What good reading I've had the first half of July, mostly thanks to Minette Walters.
When I find a new author I really like, it is hard for me not to read my way through all the books she has written before I read anything else. I almost did so the first two weeks of July beginning with:
"Acid Row" by Ms. Walters.
Acid Row is the nickname given to Bassindale Housing Estate - subsidized housing for low income families. The project is riddled with crime and infested with desperation and fear. Poor design resulted in only two through streets in the area - the balance ending in dead ends. The two main streets looped back upon themselves - confounding anyone trying to find an address in the compound - and adding to the loss of life when the riots broke out. Social workers were trapped along with innocent residents.
But wasn't a social worker responsible for the riots? Hadn't she planted the idea that a pedophile was living in Acid Row? And wasn't there a 10-year-old girl missing? This book differs from the others of hers that I have read in that there is no murder or trying to figure out who the perpetrator is. It is a well written, compelling weave of plot lines building up to a suspenseful ending.

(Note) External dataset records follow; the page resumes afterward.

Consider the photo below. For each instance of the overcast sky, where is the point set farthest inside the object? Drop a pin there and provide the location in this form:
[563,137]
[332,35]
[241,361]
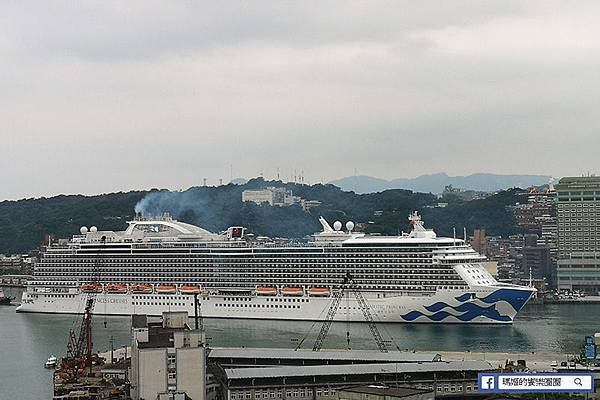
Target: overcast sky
[105,96]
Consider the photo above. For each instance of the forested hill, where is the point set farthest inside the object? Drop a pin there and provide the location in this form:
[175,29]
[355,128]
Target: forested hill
[25,223]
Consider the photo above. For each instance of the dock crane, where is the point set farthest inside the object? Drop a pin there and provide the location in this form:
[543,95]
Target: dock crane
[80,346]
[346,287]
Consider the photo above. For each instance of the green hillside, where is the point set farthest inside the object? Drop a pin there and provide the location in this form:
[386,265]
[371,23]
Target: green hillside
[24,223]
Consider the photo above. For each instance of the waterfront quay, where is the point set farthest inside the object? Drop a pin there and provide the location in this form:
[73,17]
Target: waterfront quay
[267,373]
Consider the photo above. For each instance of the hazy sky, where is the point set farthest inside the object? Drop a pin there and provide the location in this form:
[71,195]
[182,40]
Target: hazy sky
[103,96]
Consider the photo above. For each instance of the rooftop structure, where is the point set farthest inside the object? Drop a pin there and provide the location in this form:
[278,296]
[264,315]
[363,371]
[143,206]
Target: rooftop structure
[323,382]
[264,356]
[379,392]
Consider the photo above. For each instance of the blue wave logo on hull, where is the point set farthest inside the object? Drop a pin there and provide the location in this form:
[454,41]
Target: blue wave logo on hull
[470,311]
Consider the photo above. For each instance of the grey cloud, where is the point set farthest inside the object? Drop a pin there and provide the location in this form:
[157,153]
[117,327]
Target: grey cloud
[102,96]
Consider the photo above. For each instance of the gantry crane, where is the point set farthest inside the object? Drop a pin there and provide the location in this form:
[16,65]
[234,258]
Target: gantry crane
[346,287]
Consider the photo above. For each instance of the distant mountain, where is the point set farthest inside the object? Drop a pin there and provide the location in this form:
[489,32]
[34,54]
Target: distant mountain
[25,223]
[435,183]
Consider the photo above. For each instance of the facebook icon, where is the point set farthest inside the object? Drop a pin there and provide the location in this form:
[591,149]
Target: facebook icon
[487,382]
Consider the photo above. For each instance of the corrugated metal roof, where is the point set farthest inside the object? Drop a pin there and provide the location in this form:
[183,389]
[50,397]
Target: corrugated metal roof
[357,369]
[351,355]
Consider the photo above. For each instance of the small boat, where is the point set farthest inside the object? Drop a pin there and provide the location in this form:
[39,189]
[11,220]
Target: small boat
[141,288]
[169,289]
[5,300]
[189,289]
[319,292]
[91,288]
[51,362]
[266,291]
[116,288]
[290,291]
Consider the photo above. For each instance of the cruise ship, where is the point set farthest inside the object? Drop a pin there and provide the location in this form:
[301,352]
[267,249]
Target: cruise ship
[161,264]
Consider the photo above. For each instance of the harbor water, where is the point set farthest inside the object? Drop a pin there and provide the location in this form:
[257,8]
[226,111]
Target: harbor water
[27,340]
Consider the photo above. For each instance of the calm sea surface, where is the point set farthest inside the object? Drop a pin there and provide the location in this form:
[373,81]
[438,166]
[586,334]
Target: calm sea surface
[27,340]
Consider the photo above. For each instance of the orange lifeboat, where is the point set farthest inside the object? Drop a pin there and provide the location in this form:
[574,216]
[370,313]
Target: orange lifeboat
[91,288]
[319,292]
[116,288]
[266,291]
[189,289]
[141,288]
[169,289]
[292,291]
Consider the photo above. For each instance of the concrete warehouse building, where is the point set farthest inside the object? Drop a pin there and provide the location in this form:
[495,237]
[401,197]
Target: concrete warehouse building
[168,359]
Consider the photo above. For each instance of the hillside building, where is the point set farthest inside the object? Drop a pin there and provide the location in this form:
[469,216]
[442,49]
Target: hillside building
[168,360]
[479,241]
[579,234]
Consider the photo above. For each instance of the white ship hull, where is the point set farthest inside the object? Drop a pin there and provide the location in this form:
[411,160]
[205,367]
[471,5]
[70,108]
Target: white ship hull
[496,305]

"The Echo" is Minette Walter's fifth novel - my second July read. A destitute man has been found dead in the garage of a wealthy woman. Who is he? Why did he choose her property upon which to die? Why did she pay for his funeral when she claimed not to know him. Could he be her missing husband who absconded with ten million pounds five years previously? Or a career diplomat missing for seven years? Why, when the police rule the man's death suicide by starvation, does the woman agree to an interview with a reporter six months later which will only result in an investigation into the man's identity?
I think it is this author's ability to plot such twisting tales that makes her books so enjoyable to me. She may hint at an attraction between her characters, but there is no "love story" - just plain, good, mysteries - ones that are hard to unravel.

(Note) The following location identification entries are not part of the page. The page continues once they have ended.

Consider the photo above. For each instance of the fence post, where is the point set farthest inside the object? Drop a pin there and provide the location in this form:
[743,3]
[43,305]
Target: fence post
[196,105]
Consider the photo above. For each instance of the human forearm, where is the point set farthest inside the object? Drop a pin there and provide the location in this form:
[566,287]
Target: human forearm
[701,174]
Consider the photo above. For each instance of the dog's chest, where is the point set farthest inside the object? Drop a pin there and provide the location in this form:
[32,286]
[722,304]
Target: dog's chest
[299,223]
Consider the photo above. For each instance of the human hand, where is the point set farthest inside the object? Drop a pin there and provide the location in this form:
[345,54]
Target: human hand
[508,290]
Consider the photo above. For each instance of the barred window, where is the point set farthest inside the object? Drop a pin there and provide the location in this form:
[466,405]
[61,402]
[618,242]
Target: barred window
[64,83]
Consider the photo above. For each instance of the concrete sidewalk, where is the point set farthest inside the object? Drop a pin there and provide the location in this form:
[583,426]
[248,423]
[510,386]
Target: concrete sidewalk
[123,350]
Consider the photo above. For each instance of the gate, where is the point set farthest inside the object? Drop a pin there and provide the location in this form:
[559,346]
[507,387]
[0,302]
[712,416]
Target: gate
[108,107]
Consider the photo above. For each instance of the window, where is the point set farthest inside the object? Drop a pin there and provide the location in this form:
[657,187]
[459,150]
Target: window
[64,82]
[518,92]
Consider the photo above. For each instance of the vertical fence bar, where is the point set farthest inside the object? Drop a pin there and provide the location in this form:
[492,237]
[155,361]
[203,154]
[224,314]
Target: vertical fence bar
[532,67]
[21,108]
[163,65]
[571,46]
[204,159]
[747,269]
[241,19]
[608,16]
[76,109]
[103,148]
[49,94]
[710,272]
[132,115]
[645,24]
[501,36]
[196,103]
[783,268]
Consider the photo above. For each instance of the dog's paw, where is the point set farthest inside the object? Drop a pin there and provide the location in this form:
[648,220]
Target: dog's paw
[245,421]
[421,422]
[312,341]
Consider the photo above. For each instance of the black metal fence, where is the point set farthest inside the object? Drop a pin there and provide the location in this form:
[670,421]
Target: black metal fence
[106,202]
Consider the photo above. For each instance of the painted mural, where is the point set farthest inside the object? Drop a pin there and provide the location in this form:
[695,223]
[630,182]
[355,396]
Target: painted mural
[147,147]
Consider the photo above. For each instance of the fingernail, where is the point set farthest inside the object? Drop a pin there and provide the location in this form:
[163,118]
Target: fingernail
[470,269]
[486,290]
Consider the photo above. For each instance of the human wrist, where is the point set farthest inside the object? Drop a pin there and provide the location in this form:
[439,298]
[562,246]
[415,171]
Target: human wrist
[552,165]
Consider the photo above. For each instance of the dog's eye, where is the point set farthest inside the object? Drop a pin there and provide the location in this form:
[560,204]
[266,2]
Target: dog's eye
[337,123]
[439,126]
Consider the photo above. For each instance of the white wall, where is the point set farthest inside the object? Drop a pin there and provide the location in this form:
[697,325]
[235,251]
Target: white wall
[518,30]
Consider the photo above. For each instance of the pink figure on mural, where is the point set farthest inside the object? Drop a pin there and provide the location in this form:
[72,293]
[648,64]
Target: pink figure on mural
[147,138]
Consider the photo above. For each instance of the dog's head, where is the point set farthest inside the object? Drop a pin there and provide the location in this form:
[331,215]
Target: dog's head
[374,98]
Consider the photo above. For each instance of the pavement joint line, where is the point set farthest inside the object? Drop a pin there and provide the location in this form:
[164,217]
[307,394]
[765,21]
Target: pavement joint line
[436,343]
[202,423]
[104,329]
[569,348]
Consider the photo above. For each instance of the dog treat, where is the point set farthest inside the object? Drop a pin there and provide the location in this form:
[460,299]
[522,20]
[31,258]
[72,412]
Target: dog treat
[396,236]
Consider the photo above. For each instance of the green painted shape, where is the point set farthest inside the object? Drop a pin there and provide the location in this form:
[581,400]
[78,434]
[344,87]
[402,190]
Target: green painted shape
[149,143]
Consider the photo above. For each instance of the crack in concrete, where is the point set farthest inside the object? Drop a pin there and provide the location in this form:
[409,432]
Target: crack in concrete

I have read most of Anna Quindlen's novels. The library got her newest, "Every Last One" in May. I had not read any reviews of it. The dust jacket talks only of a woman who has built her life around her family - husband and three children - and the rituals of their everyday lives. Her daughter is a high school senior; twin sons are in middle school; husband is an ophthalmologist.

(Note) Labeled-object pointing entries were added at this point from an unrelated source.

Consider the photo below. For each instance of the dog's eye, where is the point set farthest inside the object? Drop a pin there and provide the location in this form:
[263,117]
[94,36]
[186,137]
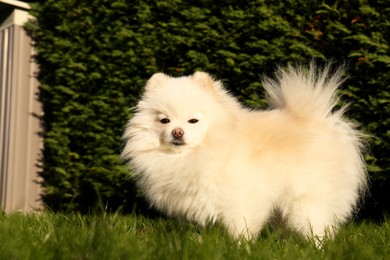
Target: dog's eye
[193,121]
[165,121]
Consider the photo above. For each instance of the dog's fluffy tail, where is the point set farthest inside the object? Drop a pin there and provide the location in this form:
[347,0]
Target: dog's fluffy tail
[308,93]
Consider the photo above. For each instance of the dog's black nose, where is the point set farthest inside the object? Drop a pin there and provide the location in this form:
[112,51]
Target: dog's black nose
[177,132]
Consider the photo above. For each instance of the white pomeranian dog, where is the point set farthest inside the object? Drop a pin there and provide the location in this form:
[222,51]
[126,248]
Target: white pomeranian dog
[199,155]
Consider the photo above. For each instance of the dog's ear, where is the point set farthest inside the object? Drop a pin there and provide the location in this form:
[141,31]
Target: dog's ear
[156,80]
[206,80]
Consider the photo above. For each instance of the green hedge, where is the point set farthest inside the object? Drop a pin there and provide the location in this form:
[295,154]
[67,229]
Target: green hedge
[95,57]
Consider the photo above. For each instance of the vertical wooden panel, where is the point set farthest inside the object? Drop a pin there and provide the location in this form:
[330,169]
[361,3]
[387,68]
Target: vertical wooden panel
[20,144]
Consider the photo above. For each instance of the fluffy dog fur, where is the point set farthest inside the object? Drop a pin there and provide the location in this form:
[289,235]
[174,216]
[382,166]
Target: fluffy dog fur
[199,155]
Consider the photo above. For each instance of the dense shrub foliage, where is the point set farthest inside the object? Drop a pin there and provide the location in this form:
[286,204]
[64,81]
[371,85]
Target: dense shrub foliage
[95,57]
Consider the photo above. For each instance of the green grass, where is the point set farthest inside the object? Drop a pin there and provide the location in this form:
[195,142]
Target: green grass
[75,236]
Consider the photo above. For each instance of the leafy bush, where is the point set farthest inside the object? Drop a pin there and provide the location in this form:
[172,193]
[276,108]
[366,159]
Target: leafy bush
[95,57]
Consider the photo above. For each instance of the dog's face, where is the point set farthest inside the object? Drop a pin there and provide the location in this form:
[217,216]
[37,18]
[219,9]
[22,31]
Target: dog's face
[181,111]
[180,131]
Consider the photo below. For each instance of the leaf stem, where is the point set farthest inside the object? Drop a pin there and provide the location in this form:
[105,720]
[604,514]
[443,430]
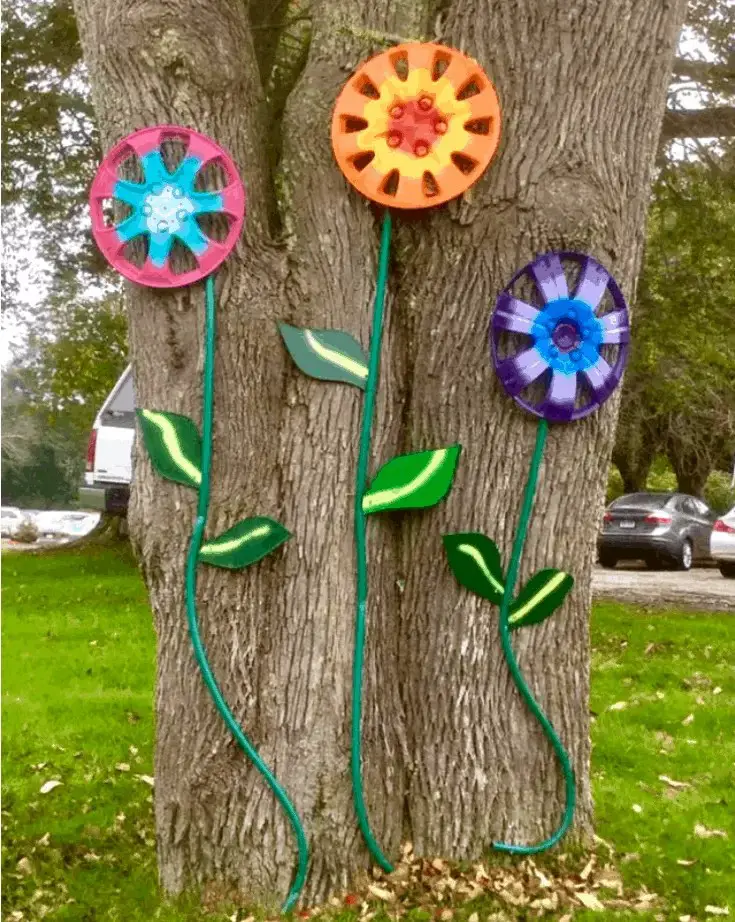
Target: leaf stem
[191,611]
[515,560]
[363,460]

The blurb mentions one son's deepening depression and a shocking act of violence. The book itself is an easy reading look into the lives of people who could be our next door neighbors. I'm two thirds of the way through before being surprised by the hinted at act of violence. I may not have read it had I known what was coming.
Quindlen puts her readers inside the mind of her character. She shows us how the wife/mother deals with tragedy. She gives hope. She also makes her readers wonder how they would deal with such life-altering events.
Carol Goodman is a new author for me. Her "Arcadia Falls" focuses on a mother/daughter and their strained relationship after the untimely death of the husband/father. The mother is forced to sell their Long Island home, give up their upscale life and find a job after her husband's death because of his poor dealings as a 'prosperous' hedge fund manager.
The job she finds is teaching at a private school in upstate New York. The atmosphere is Gothic. The setting resembles the Hansel & Gretel woods, even their new home looks like the witch's cottage. The book is a fairy tale murder mystery updated with cell phones, i-Pods and a modern day woodsman in sheriff's clothes. I couldn't wait to finish it and get on to:
"The Dark Room" by Minette Walters. What a relief to be reading another intelligent, superbly plotted, English murder mystery. When our heroine, Jinx Kingsley, respected fashion photographer and only daughter of millionaire Adam Kinglsey, is found unconscious in the wreckage of a mysterious car accident on an abandoned airfield, the police suspect a suicide attempt. And why wouldn't they when they learn that her fiance has abandoned her to run off to France with her best friend?
"Dazed, confused, and suffering from post-traumatic amnesia, Jinx is placed in an exclusive private clinic, where she struggles to regain her memory." I know; sounds just like any other run of the mill mystery, doesn't it? Trust me. It's not. Trust me. Read any one of Minette Walters' novels books and tell me you're not hooked. This was the first time I was pretty certain of who the murderer was before the end of the book. It's an amazing author that can wrap up the book, deliver the guilty party, but still leave you wondering.
Have I mentioned how much I like Minette Walters books? To quote Publishers Weekly: "Minette Walters has continually worked outside the boundaries of crime drama. She simply won't walk the line - and she's confoundingly good".